In my reference Appendix 6: Proof of Lieb’s theorem, Page 645, Quantum Computation and Quantum Information by Nielsen and Chuang, it is given that
A matrix norm of $A$ is defined as $$||A||=\max_{\langle u|u\rangle=1}|\langle u|A|u\rangle|=\max_{u^Tu=1}|u^TAu|$$
If $A$ has eigenvalues $\lambda_i$ and defining $\lambda$ to be the maximum of the set $|\lambda_i|$ then
- $||A||\ge \lambda$
- When $A$ is hermitian, $||A||=\lambda$
- When $A=\begin{bmatrix}1&0 \\ 1&1\end{bmatrix}$, $||A||=3/2>1=\lambda$
My understanding of a similar matrix norm, called $L2$ norm is that $||A||_2=\max_{u^Tu=1}||Au||$ which is the largest singular value $\sigma_1$ of the matrix $A$, ie., square root of the largest eigen value of $A^TA$ and $\sigma_1^2=\max_{u^Tu=1}u^TSu$ with $S=A^TA$.
How do I show that $||A||\ge\lambda$?
For any fixed symmetric matrix $A\in\mathbb{R}^{n\times n}$, fixed rectangular matrix $B\in\mathbb{R}^{m\times n}$ and fixed vector $a\in\mathbb{R}^n$, we can define
\begin{align}
\frac{\partial}{\partial u}a^Tu=a\quad &\quad \frac{\partial}{\partial u}|u|^2=2u\\
\frac{\partial}{\partial u}(u^TAu)=2Au\quad &\quad \frac{\partial}{\partial u}|Bu|^2=2B^TBu\\
\end{align}
We need to find the critical points of the function $u^TAu$ subject to the constraint $|u|^2=u^Tu=1$.
ie., to find the critical points of the Lagrangian function, $L(u,\lambda)=u^TAu-\lambda(u^Tu-1)$
\begin{align}
\frac{\partial L}{\partial u}&=\frac{\partial}{\partial u}(u^TAu)-\lambda\frac{\partial}{\partial u}|u|^2\\
&=2Au-\lambda(2u)=0\\
\implies Au&=\lambda u\\
\frac{\partial L}{\partial\lambda}&=|u|^2-1=0\implies |u|^2=1
\end{align}
Therefore, $u,\lambda$ must be an eigenpair of $A$.

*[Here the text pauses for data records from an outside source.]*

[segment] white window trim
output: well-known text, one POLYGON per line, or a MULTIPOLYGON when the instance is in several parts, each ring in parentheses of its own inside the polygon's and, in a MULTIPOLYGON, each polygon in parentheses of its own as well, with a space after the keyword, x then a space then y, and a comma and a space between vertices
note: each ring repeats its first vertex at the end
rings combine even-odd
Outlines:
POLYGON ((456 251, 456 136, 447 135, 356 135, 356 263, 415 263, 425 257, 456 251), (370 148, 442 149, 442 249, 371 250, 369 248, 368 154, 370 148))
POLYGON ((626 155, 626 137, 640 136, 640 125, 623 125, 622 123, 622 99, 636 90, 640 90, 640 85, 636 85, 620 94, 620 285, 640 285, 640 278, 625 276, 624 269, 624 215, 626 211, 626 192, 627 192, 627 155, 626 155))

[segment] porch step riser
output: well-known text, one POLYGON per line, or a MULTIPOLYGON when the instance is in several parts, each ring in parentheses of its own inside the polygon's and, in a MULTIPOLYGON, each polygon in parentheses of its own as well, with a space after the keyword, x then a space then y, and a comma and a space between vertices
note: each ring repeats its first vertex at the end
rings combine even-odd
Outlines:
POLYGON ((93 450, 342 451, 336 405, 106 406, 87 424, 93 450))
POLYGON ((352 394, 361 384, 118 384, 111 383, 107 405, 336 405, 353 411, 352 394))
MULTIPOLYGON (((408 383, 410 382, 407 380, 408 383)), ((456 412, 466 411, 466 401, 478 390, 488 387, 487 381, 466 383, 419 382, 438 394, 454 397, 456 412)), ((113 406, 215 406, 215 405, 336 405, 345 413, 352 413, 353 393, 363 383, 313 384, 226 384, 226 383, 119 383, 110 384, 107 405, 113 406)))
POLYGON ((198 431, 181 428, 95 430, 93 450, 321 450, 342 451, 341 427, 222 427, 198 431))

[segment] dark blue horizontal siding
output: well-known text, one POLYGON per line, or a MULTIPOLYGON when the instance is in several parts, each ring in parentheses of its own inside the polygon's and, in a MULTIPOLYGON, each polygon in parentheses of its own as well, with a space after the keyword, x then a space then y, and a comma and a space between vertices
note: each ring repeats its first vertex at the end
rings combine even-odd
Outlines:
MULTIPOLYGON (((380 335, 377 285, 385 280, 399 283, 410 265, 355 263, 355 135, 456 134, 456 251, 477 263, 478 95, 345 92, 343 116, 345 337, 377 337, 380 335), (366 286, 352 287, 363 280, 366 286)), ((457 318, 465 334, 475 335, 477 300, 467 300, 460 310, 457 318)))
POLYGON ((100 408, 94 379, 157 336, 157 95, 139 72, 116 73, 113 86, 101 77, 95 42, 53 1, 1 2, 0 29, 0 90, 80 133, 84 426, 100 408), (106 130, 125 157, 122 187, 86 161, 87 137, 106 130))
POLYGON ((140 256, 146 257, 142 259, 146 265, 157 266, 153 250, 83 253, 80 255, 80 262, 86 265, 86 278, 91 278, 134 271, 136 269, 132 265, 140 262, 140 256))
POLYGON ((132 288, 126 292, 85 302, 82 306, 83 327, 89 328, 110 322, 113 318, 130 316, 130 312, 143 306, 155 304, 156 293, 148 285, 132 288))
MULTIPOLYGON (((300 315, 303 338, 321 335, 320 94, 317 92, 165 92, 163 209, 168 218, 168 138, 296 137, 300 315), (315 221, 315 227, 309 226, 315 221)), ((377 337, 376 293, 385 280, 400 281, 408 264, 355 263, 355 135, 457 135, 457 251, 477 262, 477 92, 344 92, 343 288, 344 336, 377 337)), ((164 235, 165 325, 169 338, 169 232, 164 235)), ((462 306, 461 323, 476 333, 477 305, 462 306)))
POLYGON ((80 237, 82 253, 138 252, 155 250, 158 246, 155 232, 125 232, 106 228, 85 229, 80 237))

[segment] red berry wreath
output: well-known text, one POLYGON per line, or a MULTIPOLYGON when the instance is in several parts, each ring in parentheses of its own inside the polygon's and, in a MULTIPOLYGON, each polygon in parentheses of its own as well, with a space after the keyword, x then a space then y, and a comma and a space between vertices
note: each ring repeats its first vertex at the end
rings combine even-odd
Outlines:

$\therefore$ the eigenvectors of $A$ are the critical points of $u^TAu$
$\therefore$ $\max_{u^Tu=1}u^TAu=\lambda_\max$, the largest eigenvalue of the matrix $A$.
So it looks like,
$||A||=\max_{\langle u|u\rangle=1}|\langle u|A|u\rangle|=\max_{u^Tu=1}|u^TAu|$ is the largest eigenvalue of the matrix $A$, whilst $ ||A||_2=\max_{u^Tu=1} ||Au|| $ is the largest singular value $\sigma_1$ of the matrix $A$. Am I looking at it correctly?
Given that the proof shows the critical values of $u^TAu$ are at the eigenvectors of $A$, how do I make sense of the case when $||A||>\lambda$?
For example, when $A=\begin{bmatrix}1&0 \\ 1&1\end{bmatrix}$, it is given that $||A||=3/2>1=\lambda$.
Best Answer
You can show the inequality $\|A\| \geq \lambda$ by taking for $u$ an unit eigenvector associated to $\lambda$. If $Au=\lambda u$, then $\langle u, Au\rangle = \lambda \|u\|^2.$
For 3., I suggest that you compute explicitely $\langle u, Au\rangle$ with $u=\pmatrix{u_1, u_2}$, $u_1^2+u_2^2=1$ and search for an explicit vector $u$ for which the equality holds.